大入り袋が、この中のどれかに当てはまるとすると、「6.臨時に支払われた賃金」か「7.1ヶ月を超える期間ごとに支払われる賃金」が考えられそうです。なお、ここでは「大入り袋」と呼んでいますが、実態で判断されますので、名称・呼び方は関係ありません。

まず、「7.1ヶ月を超える期間ごとに支払われる賃金」は、通常は賞与が該当します。賞与とは、支給額があらかじめ確定していないものを言います。お問い合わせの大入り袋は、支給額があらかじめ確定していますので、賞与とはみなされません。

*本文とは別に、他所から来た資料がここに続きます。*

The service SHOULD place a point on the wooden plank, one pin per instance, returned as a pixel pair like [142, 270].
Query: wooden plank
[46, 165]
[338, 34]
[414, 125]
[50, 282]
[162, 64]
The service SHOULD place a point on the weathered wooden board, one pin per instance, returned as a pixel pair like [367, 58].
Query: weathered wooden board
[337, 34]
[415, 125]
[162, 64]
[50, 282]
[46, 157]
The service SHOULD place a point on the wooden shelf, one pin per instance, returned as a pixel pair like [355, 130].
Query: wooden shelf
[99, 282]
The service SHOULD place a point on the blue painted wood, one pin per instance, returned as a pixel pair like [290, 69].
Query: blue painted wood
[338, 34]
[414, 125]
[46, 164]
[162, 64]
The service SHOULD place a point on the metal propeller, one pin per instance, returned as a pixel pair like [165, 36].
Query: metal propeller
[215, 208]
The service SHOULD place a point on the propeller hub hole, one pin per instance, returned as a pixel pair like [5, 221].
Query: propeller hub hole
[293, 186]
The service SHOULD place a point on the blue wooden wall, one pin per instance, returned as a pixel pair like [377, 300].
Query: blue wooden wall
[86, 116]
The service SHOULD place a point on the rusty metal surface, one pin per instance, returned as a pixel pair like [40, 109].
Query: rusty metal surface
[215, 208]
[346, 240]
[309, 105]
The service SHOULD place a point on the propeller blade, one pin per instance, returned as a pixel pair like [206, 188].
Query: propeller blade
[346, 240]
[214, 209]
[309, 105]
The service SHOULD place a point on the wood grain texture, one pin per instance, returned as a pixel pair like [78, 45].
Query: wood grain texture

また、大入り袋は1ヶ月単位で支払っていますので、「7.1ヶ月を超える期間ごとに支払われる賃金」には該当しません。1ヶ月を超える期間を単位としている必要がありますので、売上げ目標等を達成した“日”を対象にして支払っている場合も同じです。

次に、「6.臨時に支払われた賃金」とは、臨時的、突発的な事由に基づいて支給するもので、結婚祝金や傷病見舞金など、支給事由の発生が不確定で稀にしか発生しないものとされています。

大入り袋を支給するタイミングは、結婚祝金や傷病見舞金等と比べると不確定とは言いにくいので、「6.臨時に支払われた賃金」には該当しないと考えられます。なお、どの程度の頻度であれば“臨時”に該当するのか、法律や通達で具体的に示されていませんので、客観的な判断が難しいです。

以上により、お問い合わせの大入り袋はいずれにも該当しないと考えられますので、割増賃金の基礎となる賃金に含めて計算しないといけません。

なお、厚生労働省の東京労働局労働基準部監督課が発行している「しっかりマスター労働基準法 割増賃金編」では、割増賃金の基礎となる賃金から除外できる「臨時の賃金」の例として、結婚手当、出産手当、大入り袋が列挙されています。

大入り袋の支給頻度は会社によって異なりますので、(説明がないまま)大入り袋が例示されているのは適切ではないように思いますが、除外できるケースと除外できないケースがあるということです。

大入り袋を支給して、割増賃金の基礎となる賃金に含めていない場合は、指摘される恐れがありますので、注意が必要です。大入り袋の支給を廃止して、賞与の支給対象期間内で同じ対象を評価して、賞与として支払えば、割増賃金の基礎となる賃金から確実に除外できます。